Why China Yanked 'The Croods' From Theaters
The country's "protection month" strikes again as a DreamWorks blockbuster is pulled early even as Jeffrey Katzenberg extols the virtues of the Chinese market.
This story first appeared in the June 21 issue of The Hollywood Reporter magazine.
When news broke June 6 that The Croods had been yanked from Chinese cinemas two weeks earlier than scheduled, one China exec joked that it was Django Unchained Part II -- a reference to how Quentin Tarantino's Western abruptly was pulled after shows had begun April 11.
Now sources confirm to THR that the DreamWorks Animation blockbuster -- which had taken in $64.2 million in China when its run was cut short -- drew the ire of local animation producers who complained to regulators that the film still was being promoted more than a month into its run. The Croods opened April 20 and was expected to wrap May 21, clearing the way for homegrown animated movies to be released June 1, China's Children's Day.

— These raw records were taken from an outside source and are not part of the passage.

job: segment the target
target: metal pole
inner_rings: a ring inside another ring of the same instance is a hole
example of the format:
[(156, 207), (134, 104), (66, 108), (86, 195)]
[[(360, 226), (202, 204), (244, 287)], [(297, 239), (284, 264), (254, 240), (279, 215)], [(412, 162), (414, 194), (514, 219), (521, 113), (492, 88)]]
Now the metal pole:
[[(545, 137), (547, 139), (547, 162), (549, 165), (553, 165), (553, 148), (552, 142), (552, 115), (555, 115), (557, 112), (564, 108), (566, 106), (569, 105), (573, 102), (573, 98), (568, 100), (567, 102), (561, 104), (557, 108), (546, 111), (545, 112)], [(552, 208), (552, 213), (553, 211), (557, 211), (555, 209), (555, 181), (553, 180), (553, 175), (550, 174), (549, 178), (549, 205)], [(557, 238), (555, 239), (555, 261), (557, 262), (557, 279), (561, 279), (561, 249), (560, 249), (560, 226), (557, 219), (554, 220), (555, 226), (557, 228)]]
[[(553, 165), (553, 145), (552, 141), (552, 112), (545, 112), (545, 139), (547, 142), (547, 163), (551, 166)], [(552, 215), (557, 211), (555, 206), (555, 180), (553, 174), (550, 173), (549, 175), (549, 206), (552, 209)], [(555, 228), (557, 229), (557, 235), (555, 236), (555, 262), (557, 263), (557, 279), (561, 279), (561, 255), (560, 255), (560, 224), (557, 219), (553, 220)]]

But the film performed so well that it was granted an extension to June 24. That irked protectionists, causing the Chinese film regime to kickstart what locals call "the protection of domestic production month," an informal period during which authorities keep cineplexes clear of Hollywood fare. With Croods gone, the Chinese thriller Switch nabbed more than 35 percent of theaters when it opened June 9, taking in $7.8 million (the third-highest opening-day gross for a local film).
Last July's "protection month" led to The Dark Knight Rises and The Amazing Spider-Man being pushed to late August. Ironically, just as Croods was pulled, DWA chief Jeffrey Katzenberg was praising the Chinese film industry in the city of Chengdu. Katzenberg avoided the Croods flap but reminded his audience that it had become the top original animated release in China.